França combate rede de desinformação instalada pelo Wagner Group na África

Influência russa crescente compromete décadas de esforço diplomático de Paris para melhorar sua imagem no continente

No final da semana passada, o governo do Mali determinou às forças de paz da ONU (Organização das Nações Unidas) que se retirassem do país, onde a influência da Rússia é crescente. Não se trata de caso isolado, e sim de tendência continental escorada em uma conhecida arma russa: a desinformação. Tal situação foi identificada pelo governo da França, que perdeu espaço no continente nos últimos anos e então desenvolveu uma estratégia para combater a campanha liderada pelos mercenários do Wagner Group para seduzir a população da África e jogá-la contra o Ocidente. As informações são da agência Reuters.

O governo francês é o principal alvo da campanha de desinformação russa no continente africano, onde Paris foi durante muitos anos o grande parceiro sobretudo no combate a grupos extremistas islâmicos. Um caso que ligou o alerta na França foi o de um ataque, em março deste ano, em uma mina de ouro na República Centro-Africana, um dos países em que o Wagner primeiro se instalou na África.

Nove cidadãos chineses foram mortos na ação, e rapidamente passou a circular um vídeo na internet que atribuía a culpa a forças francesas.
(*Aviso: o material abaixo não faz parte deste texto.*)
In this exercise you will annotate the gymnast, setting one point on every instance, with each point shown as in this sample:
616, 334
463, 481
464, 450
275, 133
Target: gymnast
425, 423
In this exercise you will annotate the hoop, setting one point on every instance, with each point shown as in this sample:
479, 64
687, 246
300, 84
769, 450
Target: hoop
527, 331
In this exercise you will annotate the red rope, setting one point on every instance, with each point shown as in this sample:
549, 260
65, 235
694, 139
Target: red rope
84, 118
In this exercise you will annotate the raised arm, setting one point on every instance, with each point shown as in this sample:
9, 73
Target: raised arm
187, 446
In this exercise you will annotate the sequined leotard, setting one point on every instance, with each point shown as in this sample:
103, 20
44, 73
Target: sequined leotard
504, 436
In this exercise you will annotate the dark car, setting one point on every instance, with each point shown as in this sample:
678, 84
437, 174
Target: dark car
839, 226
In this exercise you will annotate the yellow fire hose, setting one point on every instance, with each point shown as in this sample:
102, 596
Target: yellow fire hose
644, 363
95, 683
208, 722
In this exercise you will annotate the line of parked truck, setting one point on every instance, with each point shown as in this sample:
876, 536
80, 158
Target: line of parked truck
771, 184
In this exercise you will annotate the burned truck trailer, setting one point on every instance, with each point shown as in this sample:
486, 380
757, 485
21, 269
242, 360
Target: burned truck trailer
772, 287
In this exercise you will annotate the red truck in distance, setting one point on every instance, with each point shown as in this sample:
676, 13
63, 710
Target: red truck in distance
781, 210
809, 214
As imagens mostram inclusive um membro de um grupo rebelde local dizendo que “os franceses querem expulsar o Wagner da África”. Rastreado, o vídeo levou a um grupo de contas criado no Facebook e no Twitter para semear conteúdo pró-Moscou.

Soldados franceses da Operação Barkhane conversam com cidadão do Mali (Foto: Wikimedia Commons)
Ação governamental

Atualmente, a França conta com uma equipe de cerca de 20 pessoas, entre diplomatas, ex-jornalistas, analistas de dados e observadores de mídia, que atua no combate à desinformação russa. Parte de uma estratégia para recuperar o espaço perdido nos últimos anos na África, comprometendo décadas de esforço diplomático para melhorar a imagem francesa no continente.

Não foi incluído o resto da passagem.